Ada tira de mí. Me coge de la mano y me arrastra, y siento el dulce tacto de su piel. Serpenteamos por calles estrechas y buscamos la sombra para que el sol no roce el vuelo de su vestido blanco. Recorremos su barrio y vemos aquel bar donde se escribió aquella canción. Algunos pisos tienen abiertas las puertas de los balcones para que corra el aire y para exhibir su decoración vintage, que ahora está de moda. Y yo solo pienso en agarrarla por la cintura.

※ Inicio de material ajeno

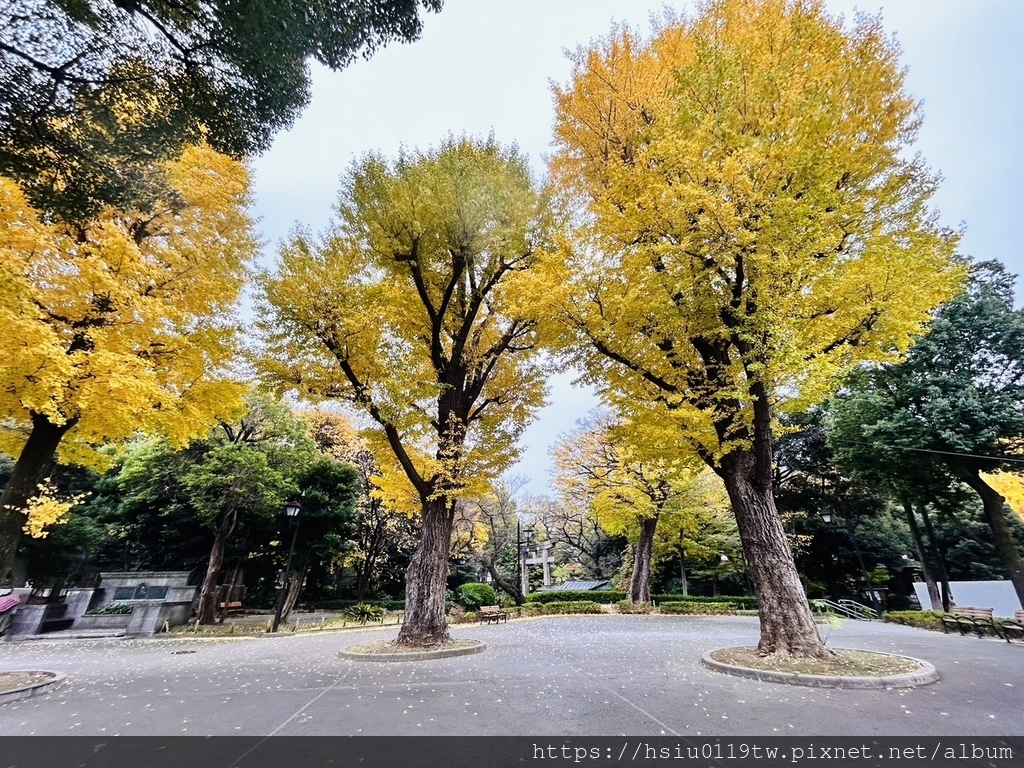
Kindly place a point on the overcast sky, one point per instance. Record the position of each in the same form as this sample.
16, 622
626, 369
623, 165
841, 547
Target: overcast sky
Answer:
486, 66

Y nos perdemos por los puestos del Mercado Central, y nos dejamos seducir por el colorido de las frutas y las verduras, por los olores a calabaza asada y alcachofas, y nos dejamos envolver por el murmullo de la gente, los que van a hacer la compra, los que venden. Y miramos la claridad del día reflejada en la cúpula. Salimos otra vez a la calle y Ada enciende un cigarrillo y sonríe. Y fuma mientras paseamos nuestro cansancio, nuestra resaca de amor. Entramos en la Pilareta y pedimos unos vinos y unas clóchinas, y nos hacemos fotos. Reímos. Pero nuestro tiempo ya ha pasado. Y desandamos el camino de anoche, y nuestro transitar se hace pesado y triste. Y cuando llegamos a la estación, la abrazo fuerte para que Ada no recupere la hache, y la beso con fuerza. Y nuestras lenguas bailan en nuestras bocas. Y cuando llega mi tren y tengo que montar, y mis ojos se llenan de rocío, entonces, solo entonces, Ada ya no es Ada, es Hada y vuela lejos, y asomado por la ventanilla la veo desaparecer con su vestido blanco.
EPÍLOGO

Vine a la ciudad muchos días desde aquella mañana que vi por última vez a Ada. La llamé por teléfono pero me informaban de que ese número no existía. Tampoco encontré rastro en las redes sociales. La busqué por todos los locales de Ruzafa. Nadie la conocía, nadie sabía de ella. Fui a otros barrios: a Benimaclet, a la Xerea, a El Carme. Recorrí bares, librerías, pubs, y cualquier tipo de local donde habiten libros. Por supuesto, también me acerqué hasta su casa de la calle Sampedor, toqué el timbre y me dijeron que allí no vivía nadie con ese nombre. Un chico, que se llamaba Pau, me juró que aquel piso hacía mucho que lo tenía alquilado, y que vivía solo. Quise enloquecer. Cualquier intento de encontrarla fue en vano. Hace ya tiempo que no escribo, mi libro se quedó a medias. Más de la mitad de las páginas siguen en blanco. A veces pienso que todo fue un sueño, que nunca conocí a Ada, que no existió, que solo fue un personaje más de uno de mis relatos. En otras ocasiones, la veo sobre la mesa de un café, siempre con un libro en las manos, la oigo reír mientras beso el lunar junto a su ombligo, siento el gusto de sus besos, el olor de su piel. Quizá Ada era como Alicia, la protagonista de “Alas”, el libro que leía cuando nos conocimos, y como ella solamente pensaba en volar.